Fermeture pour la journée complète

En Montérégie, les RSG en milieu familial de la CSN en grève

Par Salle des nouvelles

Les RSG en milieu familial de la Montérégie, celles de Saint-Hyacinthe, de Saint-Jean-Sur-Richelieu, de Brossard et de Longueuil ont fermé leurs portes pour la journée complète hier. Elles ont manifesté devant le bureau d’Isabelle Charest, ministre de la Condition féminine au gouvernement du Québec. Pour elles, il s’agit d’un moyen de pression ultime des RSG dans le cadre d’une grève tournante qui affectera l’ensemble des régions du Québec dans la semaine du 14 au 18 septembre.

« Ce n’est certainement pas de gaieté de cœur que les RSG déclenchent une grève de 24 heures, alors que les parents de notre région ont besoin de leurs services. Cependant, ceux-ci sont solidaires et comprennent que ces conditions de travail sont inacceptables », précise Annette Herbeuval, présidente du Conseil central de la Montérégie – CSN. « Ce métier est pratiqué essentiellement par des femmes, que l’on maintient dans des conditions précaires. C’est pourquoi elles sont venues aujourd’hui parler à la ministre de la Condition féminine. »

« Personne n'accepterait un salaire aussi bas »

Les RSG en milieu familial travaillent une cinquantaine d’heures par semaine afin de s’adapter aux horaires des parents. Dans les faits, le ministère de la Famille ne les paie que 35 heures par semaine.
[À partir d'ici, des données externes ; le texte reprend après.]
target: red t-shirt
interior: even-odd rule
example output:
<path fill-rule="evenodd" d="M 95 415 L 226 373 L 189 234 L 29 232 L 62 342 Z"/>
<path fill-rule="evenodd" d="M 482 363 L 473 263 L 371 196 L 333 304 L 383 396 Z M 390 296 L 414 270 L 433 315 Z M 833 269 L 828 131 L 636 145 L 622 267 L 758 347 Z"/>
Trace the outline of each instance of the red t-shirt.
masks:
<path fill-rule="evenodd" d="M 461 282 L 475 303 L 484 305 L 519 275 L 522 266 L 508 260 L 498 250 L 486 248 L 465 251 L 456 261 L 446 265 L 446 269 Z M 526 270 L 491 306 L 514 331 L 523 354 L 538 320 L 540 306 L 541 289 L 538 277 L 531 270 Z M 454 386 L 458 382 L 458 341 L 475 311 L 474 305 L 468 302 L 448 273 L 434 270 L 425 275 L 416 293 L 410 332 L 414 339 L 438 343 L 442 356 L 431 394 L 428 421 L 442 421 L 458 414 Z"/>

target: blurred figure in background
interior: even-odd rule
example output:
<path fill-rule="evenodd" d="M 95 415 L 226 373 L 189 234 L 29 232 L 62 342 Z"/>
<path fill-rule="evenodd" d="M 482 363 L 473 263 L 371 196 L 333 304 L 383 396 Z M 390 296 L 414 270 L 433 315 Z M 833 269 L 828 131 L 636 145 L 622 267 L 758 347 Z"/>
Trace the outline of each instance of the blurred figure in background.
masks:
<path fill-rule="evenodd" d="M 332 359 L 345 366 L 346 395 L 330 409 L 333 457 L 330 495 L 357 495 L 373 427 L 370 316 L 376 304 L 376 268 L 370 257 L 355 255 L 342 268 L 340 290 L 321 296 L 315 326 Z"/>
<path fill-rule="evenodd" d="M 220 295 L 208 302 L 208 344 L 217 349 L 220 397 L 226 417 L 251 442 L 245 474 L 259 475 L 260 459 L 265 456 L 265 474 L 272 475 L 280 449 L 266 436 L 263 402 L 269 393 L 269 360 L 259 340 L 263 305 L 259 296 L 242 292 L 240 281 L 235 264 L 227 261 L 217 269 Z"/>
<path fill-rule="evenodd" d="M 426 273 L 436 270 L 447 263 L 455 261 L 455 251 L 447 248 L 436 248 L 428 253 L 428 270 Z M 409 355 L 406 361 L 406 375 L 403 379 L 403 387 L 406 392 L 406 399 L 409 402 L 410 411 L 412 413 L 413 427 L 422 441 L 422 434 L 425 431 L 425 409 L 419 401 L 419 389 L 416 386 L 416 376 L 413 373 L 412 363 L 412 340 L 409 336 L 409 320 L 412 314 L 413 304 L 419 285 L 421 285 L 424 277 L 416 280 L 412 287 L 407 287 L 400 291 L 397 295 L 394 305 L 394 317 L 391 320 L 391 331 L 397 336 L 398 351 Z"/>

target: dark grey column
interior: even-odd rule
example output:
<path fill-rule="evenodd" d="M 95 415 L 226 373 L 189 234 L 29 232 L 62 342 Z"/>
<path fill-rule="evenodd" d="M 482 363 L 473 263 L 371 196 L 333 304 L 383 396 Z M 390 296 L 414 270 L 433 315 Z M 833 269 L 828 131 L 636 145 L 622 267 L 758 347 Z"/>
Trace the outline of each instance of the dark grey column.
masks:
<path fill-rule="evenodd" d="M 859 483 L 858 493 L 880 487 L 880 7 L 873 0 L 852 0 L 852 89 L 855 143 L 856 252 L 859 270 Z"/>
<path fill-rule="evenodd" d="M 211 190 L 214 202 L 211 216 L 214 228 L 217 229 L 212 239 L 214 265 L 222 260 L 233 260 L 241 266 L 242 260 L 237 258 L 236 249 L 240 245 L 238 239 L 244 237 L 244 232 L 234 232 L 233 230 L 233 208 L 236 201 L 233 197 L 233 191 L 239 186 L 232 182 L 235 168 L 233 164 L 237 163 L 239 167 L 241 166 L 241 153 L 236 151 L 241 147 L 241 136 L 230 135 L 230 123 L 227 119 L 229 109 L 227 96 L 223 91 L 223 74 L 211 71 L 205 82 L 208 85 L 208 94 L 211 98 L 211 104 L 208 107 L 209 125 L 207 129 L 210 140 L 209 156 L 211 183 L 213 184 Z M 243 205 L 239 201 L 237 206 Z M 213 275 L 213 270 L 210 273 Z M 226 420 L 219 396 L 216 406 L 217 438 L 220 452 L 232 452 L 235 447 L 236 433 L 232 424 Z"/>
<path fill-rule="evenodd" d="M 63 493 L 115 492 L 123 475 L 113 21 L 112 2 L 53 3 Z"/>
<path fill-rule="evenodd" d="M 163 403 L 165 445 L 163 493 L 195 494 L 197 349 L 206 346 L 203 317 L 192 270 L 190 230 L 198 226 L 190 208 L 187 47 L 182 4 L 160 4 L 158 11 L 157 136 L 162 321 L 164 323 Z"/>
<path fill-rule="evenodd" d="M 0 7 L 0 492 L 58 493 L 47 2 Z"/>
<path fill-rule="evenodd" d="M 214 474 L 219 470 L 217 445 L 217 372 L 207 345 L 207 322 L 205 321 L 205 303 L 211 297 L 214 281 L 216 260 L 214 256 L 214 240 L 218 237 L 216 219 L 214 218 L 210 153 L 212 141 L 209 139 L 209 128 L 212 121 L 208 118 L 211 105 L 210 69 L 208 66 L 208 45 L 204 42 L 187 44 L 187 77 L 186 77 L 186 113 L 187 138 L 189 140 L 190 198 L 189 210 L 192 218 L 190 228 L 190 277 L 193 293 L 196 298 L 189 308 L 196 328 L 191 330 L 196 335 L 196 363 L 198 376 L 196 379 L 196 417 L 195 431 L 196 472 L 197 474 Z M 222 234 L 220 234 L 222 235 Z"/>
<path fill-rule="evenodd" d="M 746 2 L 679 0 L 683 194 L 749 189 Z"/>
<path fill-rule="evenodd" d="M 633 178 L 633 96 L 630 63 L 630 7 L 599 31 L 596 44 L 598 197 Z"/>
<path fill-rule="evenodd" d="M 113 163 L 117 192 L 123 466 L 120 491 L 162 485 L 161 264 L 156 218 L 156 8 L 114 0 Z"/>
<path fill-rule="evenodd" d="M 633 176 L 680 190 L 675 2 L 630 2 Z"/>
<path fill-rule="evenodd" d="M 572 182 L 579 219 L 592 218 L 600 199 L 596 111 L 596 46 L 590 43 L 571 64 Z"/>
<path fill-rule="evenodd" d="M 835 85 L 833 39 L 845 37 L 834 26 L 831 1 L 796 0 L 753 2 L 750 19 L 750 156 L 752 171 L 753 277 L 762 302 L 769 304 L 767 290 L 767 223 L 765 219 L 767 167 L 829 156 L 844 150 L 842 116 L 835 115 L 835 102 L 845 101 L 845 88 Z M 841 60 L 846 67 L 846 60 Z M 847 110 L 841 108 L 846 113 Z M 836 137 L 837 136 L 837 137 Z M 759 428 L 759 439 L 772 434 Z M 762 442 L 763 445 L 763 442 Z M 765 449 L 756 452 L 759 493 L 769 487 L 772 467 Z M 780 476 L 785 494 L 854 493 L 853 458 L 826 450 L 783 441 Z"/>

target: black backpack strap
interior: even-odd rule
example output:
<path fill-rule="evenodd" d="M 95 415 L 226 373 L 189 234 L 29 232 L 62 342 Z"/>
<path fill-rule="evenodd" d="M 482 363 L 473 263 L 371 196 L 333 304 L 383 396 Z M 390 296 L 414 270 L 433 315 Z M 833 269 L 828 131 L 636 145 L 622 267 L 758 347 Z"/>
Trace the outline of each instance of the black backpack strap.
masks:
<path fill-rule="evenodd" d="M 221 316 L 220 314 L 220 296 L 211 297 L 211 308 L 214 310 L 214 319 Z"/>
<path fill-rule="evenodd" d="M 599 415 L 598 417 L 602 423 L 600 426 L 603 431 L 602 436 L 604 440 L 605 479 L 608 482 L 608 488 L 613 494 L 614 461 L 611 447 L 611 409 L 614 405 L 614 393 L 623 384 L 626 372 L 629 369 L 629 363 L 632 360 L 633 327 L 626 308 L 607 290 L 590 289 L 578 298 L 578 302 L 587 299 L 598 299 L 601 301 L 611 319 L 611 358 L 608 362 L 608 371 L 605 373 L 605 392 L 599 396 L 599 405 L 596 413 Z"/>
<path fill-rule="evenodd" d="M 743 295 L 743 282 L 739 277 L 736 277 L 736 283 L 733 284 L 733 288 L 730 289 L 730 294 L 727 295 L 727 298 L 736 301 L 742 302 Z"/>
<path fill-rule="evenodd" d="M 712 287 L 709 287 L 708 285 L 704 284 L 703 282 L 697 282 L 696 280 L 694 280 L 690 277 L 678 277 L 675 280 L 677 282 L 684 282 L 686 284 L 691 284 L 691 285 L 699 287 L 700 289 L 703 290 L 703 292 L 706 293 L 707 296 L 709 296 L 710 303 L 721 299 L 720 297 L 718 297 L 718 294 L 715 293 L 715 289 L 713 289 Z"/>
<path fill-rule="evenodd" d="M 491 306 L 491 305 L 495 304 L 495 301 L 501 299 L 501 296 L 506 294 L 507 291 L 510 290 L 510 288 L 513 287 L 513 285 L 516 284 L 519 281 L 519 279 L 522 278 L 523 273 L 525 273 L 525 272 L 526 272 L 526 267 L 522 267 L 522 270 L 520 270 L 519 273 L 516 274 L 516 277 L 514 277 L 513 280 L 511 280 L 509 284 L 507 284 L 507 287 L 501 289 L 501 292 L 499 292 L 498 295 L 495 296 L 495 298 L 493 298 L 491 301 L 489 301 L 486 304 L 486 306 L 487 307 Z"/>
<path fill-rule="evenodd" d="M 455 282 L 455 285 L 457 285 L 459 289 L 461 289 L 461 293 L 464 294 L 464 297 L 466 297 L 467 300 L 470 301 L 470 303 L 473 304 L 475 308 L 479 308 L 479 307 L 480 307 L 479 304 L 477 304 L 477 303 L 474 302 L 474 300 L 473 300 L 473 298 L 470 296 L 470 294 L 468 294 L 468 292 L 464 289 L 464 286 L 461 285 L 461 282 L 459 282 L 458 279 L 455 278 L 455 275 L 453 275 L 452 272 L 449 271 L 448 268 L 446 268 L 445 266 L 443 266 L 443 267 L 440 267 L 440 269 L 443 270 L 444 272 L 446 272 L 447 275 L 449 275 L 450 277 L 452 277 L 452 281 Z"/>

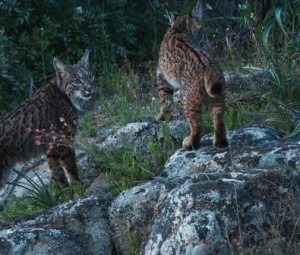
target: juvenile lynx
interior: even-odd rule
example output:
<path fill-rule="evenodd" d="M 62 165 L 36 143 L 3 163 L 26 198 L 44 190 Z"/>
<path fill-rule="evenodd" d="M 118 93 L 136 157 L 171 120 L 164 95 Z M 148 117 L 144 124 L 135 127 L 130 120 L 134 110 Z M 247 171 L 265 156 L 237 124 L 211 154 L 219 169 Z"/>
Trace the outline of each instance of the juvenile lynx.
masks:
<path fill-rule="evenodd" d="M 17 161 L 46 153 L 52 181 L 79 180 L 72 141 L 77 111 L 93 94 L 89 51 L 75 65 L 54 58 L 55 77 L 0 120 L 0 186 Z"/>
<path fill-rule="evenodd" d="M 210 54 L 198 46 L 203 35 L 202 3 L 198 1 L 188 15 L 175 17 L 171 12 L 167 15 L 171 27 L 159 53 L 157 80 L 161 107 L 157 120 L 172 117 L 173 93 L 179 89 L 190 125 L 190 135 L 183 140 L 183 147 L 200 145 L 201 106 L 206 102 L 214 123 L 214 145 L 227 146 L 223 72 Z"/>

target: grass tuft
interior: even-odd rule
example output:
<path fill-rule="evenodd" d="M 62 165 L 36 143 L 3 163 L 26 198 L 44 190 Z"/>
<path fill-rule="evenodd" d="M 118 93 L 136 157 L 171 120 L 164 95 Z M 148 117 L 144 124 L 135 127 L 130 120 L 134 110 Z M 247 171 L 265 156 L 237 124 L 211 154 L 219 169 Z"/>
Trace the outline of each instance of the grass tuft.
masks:
<path fill-rule="evenodd" d="M 75 197 L 83 196 L 84 187 L 80 183 L 63 187 L 62 185 L 47 185 L 41 177 L 34 172 L 38 181 L 34 181 L 26 174 L 14 170 L 25 181 L 19 183 L 8 183 L 26 190 L 27 195 L 23 197 L 12 196 L 12 201 L 4 205 L 0 219 L 7 221 L 19 216 L 30 216 L 45 209 L 49 209 Z"/>

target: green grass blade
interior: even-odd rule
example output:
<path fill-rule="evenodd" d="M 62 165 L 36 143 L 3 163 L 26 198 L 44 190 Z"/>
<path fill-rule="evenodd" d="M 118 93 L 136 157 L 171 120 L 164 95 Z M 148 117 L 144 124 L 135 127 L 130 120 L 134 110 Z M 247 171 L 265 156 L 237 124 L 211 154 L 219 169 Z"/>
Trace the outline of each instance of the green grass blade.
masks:
<path fill-rule="evenodd" d="M 295 127 L 292 133 L 287 135 L 284 139 L 292 138 L 300 134 L 300 123 Z"/>
<path fill-rule="evenodd" d="M 20 172 L 20 171 L 17 171 L 16 169 L 13 169 L 13 171 L 14 171 L 15 173 L 17 173 L 19 176 L 21 176 L 23 179 L 25 179 L 25 180 L 32 186 L 32 188 L 34 188 L 34 189 L 39 189 L 39 188 L 40 188 L 39 183 L 35 182 L 33 179 L 31 179 L 31 178 L 30 178 L 29 176 L 27 176 L 26 174 L 24 174 L 24 173 L 22 173 L 22 172 Z M 36 172 L 34 172 L 34 173 L 35 173 L 35 175 L 37 175 Z M 18 186 L 17 183 L 16 183 L 15 185 Z"/>
<path fill-rule="evenodd" d="M 263 29 L 263 42 L 265 47 L 268 48 L 269 36 L 272 28 L 274 27 L 274 22 L 269 21 Z"/>
<path fill-rule="evenodd" d="M 282 32 L 283 32 L 283 34 L 285 36 L 285 38 L 288 39 L 287 32 L 285 31 L 284 26 L 282 24 L 282 19 L 281 19 L 282 11 L 284 11 L 284 9 L 282 7 L 277 7 L 275 9 L 275 18 L 276 18 L 276 21 L 277 21 L 280 29 L 282 30 Z"/>

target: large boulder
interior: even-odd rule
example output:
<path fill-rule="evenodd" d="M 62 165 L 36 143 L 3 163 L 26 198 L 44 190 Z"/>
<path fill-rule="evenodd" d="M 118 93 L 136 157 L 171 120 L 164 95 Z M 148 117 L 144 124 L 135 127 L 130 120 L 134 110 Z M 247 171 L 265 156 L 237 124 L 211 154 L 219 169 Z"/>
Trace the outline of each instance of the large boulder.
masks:
<path fill-rule="evenodd" d="M 34 219 L 1 226 L 1 255 L 108 255 L 110 199 L 81 198 L 57 206 Z"/>
<path fill-rule="evenodd" d="M 277 172 L 195 175 L 169 192 L 140 254 L 297 254 L 299 185 Z"/>
<path fill-rule="evenodd" d="M 298 254 L 299 185 L 261 170 L 157 179 L 116 198 L 110 222 L 121 254 Z"/>

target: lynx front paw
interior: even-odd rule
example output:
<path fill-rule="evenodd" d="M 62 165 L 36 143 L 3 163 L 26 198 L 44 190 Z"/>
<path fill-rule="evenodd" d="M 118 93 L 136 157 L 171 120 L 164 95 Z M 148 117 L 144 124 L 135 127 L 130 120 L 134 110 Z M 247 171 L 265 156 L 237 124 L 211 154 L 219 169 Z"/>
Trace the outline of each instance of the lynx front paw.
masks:
<path fill-rule="evenodd" d="M 164 120 L 164 116 L 163 114 L 158 114 L 156 117 L 155 117 L 156 121 L 161 121 L 161 120 Z"/>
<path fill-rule="evenodd" d="M 200 147 L 200 139 L 187 136 L 182 142 L 182 147 L 188 150 L 197 149 Z"/>
<path fill-rule="evenodd" d="M 216 140 L 216 141 L 214 141 L 213 144 L 214 144 L 214 146 L 220 147 L 220 148 L 228 147 L 228 141 L 226 139 Z"/>

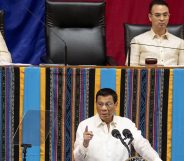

Résultat ? Ces RSG gagnent en moyenne 27 000 $ par année, après avoir couvert toutes les dépenses.

« Personne n’accepterait un salaire aussi bas pour autant d’heures travaillées. C’est pourquoi des centaines de femmes désertent la profession et ferment définitivement leur service de garde à la maison », s’attriste Annie Sénécal, elle-même RSG en milieu familial et présidente du syndicat des RSG du BC Joie de vivre – CSN.

« Propos méprisants du gouvernement »

À l’initiative de la CSN, un conciliateur va tenter de favoriser une reprise des négociations avec le gouvernement du Québec. Cependant, à la table de négociation, plusieurs déclarations des vis-à-vis gouvernementaux ont laissé entrevoir le mépris pour nos demandes légitimes.

« Quand on nous répète que l’on amuse les enfants dans nos maisons et que l’on travaille moins fort à certains moments parce qu’ils ne sont pas tous là en même temps, c’est insultant et dégradant », s’insurge Karine Morriseau, elle-même RSG et représentante du secteur des RSG de la FSSS – CSN.

Il faut que le gouvernement Legault admette que les RSG en milieu familial sont des professionnelles de la petite enfance, qu’elles sont essentielles et qu’elles méritent un salaire équitable, équivalent aux emplois comparateurs.